Premium Member Stewart McLain Posted September 1, 2024 Premium Member Posted September 1, 2024 Last night a short film of mine was in an online film festival. I was unhappy to see that in several scenes which were intended to have a dark background, and which have always appeared dark when watching elsewhere, the picture was almost fully illuminated. It was as though the ambient light level had been lifted by a stop or more. A basement ceiling that was supposed to be largely obscured by darkness was entirely visible. As a note, I watched the festival on my television via hdmi from my laptop and the festival was conducted over a zoom call. This morning I watched a clip streamed from Filmfreeway with the same laptop to tv setup and the picture looked as intended. How is this possible? Is Zoom increasing the overall gain? And why is that information recoverable? Is this preventable by more aggressively crushing the blacks or increasing contrast? Posting here because I suspect my grading skills are to blame. Thanks for any insight!
Don H Marks Posted September 2, 2024 Posted September 2, 2024 Title made me think someone distributed your secret film on how to make an A-bomb and blow up a city.. 1 1
Joerg Polzfusz Posted September 2, 2024 Posted September 2, 2024 Hi! There are several options in Zoom that can be set by the sender and by the receiver: deshake, denoise, deflicker, … . (Screenshots from the German iPhone version) It’s hard to tell whether it was an incorrect setting on your or the organizer‘s side.
Premium Member Stewart McLain Posted September 5, 2024 Author Premium Member Posted September 5, 2024 @Don H Marks Sometimes the cover is the best part of the comic book. 😁
Premium Member Stewart McLain Posted September 5, 2024 Author Premium Member Posted September 5, 2024 @Joerg Polzfusz Those settings might have had something to do with it. I'm still curious as to what I could do to protect my images in the future. I mean, it's not possible to to light up the darkened corners of the Batcave or Don Corleone's inner sanctum just by tweaking a few settings on Zoom, right?
Johanan Pandone Posted September 5, 2024 Posted September 5, 2024 Crushing blacks excessively has side effects. Might want to control the lighting better so you don't have spill on the planes you want black. And if you want to check your work to make sure there is no information in the blacks export the final cut then bring it back into the editor and increase the exposure to check if there is still info there
Premium Member Stewart McLain Posted September 5, 2024 Author Premium Member Posted September 5, 2024 @Johanan Pandone Great idea to re-import the final cut and boost exposure for verification. And a little ouch over the "control lighting better" comment but you're not wrong. Thank you!
Johanan Pandone Posted September 6, 2024 Posted September 6, 2024 Aww don't feel bad. I'm probably projecting my own struggles with spill light onto your question about black point....

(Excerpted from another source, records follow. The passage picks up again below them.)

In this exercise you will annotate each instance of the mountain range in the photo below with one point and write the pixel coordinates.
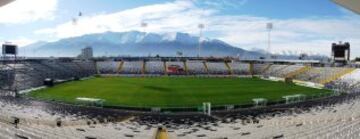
(136, 43)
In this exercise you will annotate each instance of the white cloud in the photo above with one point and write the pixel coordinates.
(23, 11)
(312, 35)
(21, 41)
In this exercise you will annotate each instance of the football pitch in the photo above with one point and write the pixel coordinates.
(172, 91)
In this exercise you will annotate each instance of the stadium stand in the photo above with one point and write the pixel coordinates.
(333, 117)
(132, 67)
(155, 67)
(240, 68)
(217, 68)
(196, 67)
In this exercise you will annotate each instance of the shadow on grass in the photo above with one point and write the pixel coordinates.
(157, 88)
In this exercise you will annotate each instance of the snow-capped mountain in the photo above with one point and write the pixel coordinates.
(135, 43)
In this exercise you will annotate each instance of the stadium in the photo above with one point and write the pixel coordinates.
(155, 97)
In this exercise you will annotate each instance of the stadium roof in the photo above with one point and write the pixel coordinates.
(353, 5)
(4, 2)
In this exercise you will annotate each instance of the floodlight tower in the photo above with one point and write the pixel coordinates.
(144, 25)
(201, 27)
(269, 27)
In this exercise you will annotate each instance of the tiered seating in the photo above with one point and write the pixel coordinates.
(258, 68)
(275, 70)
(177, 68)
(288, 70)
(217, 68)
(196, 67)
(154, 67)
(240, 68)
(132, 67)
(320, 74)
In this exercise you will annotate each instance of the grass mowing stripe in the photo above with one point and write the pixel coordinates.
(172, 92)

Daniel D. Teoli Jr. Posted September 28, 2024 Posted September 28, 2024 (edited) On 9/4/2024 at 10:07 PM, Stewart McLain said: @Joerg Polzfusz Those settings might have had something to do with it. I'm still curious as to what I could do to protect my images in the future. I mean, it's not possible to to light up the darkened corners of the Batcave or Don Corleone's inner sanctum just by tweaking a few settings on Zoom, right? Yes, it is called contrast grading. It is done by hand. But I do it with still software, not movie software. Maybe they have AI masking that will carry from scene to scene for movie software...dunno. If you really want something blacked out, you need to darken it a few times separately. You have to view your work on every venue it will be shown and make a grade specifically for that venue. TV is different than YT and YT is different than Vimeo and those are different than projection. IR Flash All Photos: D.D.Teoli Jr. With IR flash they are pretty ugly many times unless you do a lot of contrast grading. But as I said, you are on your own with movie software. My software won't do it. Good luck! Edited September 28, 2024 by Daniel D. Teoli Jr.
Daniel D. Teoli Jr. Posted September 28, 2024 Posted September 28, 2024 Here...this is an example of contrast grading...by hand. They had some still software back in the day where you could click on a shadow, and you could change the grading of the entire shadow. But it would also change anything else that had a similar density to the shadow in the photo. It did not require hand dodging and burning. As I said, if you definitely want the area masked out for any possible recovery, you need to do it multiple times. You find this out...by testing! If you can't achieve the security mask you want, you reimport and process it again.